In Greek mythology, Icarus and Daedalus attempt to escape from the island of Crete by constructing wings that were held on using wax. Although Daedalus had warned Icarus not to fly too close to the sun, Icarus did not heed the warning, the wax melted, and Icarus perished. To be an "Icarus" or to "fly too close to the sun" is to fail or be destroyed because of lack of caution or excessive ambition.
For any service provider, moving out of the data center and into the cloud can bring an extensive return on investment – optimizing costs by only paying for what you use has saved some service providers thousands and thousands of dollars each year. If you were perhaps on the fence about the potential cloud return on investment, AWS makes it a point to advertise this savings-promised-land to users whenever possible:
As many in our space will contend, telecom resides in a niche and operates under a different set of (perhaps self-inflicted) rules compared to those web apps that are thriving in the cloud. Telecom apps were born in darkness and molded by the place known as ‘on-prem’ with no thought to the possibility of cloud computing. In contrast, the web apps of today were born in the cloud and built to limitlessly scale (a la web-scale).
Theory is fun and scaling real-time communications in theory is simple – components are generic and square Lego-like building blocks that can get scaled up vertically (adding more power to the engine) and/or horizontally (adding more engines to the pool cluster).

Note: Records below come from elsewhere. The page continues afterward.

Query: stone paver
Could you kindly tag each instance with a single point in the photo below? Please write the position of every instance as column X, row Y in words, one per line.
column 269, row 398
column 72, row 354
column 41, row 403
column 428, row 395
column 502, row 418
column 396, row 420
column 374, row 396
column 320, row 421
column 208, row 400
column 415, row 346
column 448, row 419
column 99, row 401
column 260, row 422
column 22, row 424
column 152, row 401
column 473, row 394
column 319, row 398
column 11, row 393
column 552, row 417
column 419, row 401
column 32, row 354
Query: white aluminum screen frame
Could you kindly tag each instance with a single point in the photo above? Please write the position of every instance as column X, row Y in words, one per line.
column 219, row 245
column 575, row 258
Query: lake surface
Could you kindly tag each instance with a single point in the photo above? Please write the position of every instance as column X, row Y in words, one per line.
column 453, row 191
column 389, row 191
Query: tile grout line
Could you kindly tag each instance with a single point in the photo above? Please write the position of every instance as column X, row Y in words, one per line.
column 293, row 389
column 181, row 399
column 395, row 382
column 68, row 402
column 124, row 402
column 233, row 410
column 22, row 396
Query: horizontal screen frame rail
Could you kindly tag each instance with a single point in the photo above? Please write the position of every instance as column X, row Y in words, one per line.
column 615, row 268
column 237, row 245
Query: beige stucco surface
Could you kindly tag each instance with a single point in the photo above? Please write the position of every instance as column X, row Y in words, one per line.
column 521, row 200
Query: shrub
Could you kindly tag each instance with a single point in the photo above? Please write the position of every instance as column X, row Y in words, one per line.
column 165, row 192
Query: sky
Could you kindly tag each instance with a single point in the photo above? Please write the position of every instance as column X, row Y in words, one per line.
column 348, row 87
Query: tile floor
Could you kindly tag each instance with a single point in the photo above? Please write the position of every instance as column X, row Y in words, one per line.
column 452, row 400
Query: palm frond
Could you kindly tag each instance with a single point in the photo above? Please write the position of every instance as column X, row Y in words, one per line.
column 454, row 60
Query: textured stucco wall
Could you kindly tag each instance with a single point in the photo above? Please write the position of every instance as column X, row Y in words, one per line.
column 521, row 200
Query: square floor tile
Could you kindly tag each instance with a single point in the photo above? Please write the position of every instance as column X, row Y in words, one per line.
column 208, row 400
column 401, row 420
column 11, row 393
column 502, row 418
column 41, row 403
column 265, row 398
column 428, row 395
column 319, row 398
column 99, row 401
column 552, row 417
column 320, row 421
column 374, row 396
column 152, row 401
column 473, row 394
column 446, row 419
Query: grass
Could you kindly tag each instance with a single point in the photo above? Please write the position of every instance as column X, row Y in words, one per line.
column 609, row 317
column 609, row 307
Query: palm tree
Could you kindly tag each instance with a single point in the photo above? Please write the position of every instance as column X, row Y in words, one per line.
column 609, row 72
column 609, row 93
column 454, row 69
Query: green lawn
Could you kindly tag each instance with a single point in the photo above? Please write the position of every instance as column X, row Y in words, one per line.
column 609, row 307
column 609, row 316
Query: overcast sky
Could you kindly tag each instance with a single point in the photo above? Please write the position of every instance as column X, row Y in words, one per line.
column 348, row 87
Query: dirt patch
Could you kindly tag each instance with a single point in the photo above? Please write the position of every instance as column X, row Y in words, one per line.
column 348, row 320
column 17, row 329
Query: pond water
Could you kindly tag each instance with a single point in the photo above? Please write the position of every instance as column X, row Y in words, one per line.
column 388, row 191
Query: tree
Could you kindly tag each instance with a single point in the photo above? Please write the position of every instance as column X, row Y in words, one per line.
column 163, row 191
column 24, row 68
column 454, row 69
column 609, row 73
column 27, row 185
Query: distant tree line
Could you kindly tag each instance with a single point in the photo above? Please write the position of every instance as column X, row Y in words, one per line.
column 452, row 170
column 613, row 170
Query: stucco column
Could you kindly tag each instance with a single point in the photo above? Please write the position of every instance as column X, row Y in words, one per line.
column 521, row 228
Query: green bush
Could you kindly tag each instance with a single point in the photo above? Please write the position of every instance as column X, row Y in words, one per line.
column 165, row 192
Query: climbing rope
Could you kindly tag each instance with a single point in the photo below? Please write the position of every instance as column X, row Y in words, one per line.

Scaling ‘just’ happens with more resources being added when needed and removed when done.
Unfortunately, while simple in theory, the reality is not as simple. There are a lot of factors to be considered while scaling. The ‘real’ in real-time communications leaves very little room for error with its somewhat unpredictability. It’s a delicate balance of optimizing costs while expecting the unexpected, where usage spikes can leave customers without service.
Furthermore, there is the concept that not all scaling components are created equal – some components, and even functions of those components, need more resources to do their job. For example, the media server component is responsible for many functions, including conferencing, recording, transcoding, and playing IVR prompts – but each those functions scales very differently. The processing requirements for transcoding, for example, is much different than an IVR play.
While there are many considerations, but one final topic for discussion is the concept that scaling of components needs to be service-aware, meaning that components need to have some level of insight as to the type of instance on which they are running. For example, AWS advertises the most significant cost savings can be achieved using its Spot Instances. The adverse effect of using the spot instance type is that it can be taken-away/terminated with only a 2-minute notice. This is plenty of time if proper planning has been done to accommodate the resource being taken away, but perhaps not ideal for some real-time communication functions (i.e., recording). On the flip side, leveraging the disposability of spot instances could be to a solution’s advantage for scaling in. For example, if a conferencing service is using a mix of on-demand and spot instances, the routing algorithm can recognize and route based on the component’s instance type, simplifying a scale-in event.
Here’s the point – don’t be an “Icarus” when it comes to leaving the “island of Crete” (also known as the on-prem data center) for the cloud. Designing telecom real-time communication services that are cloud-scalable is hard and while optimizing costs is possible, it requires thought and not “flying too close to the sun.”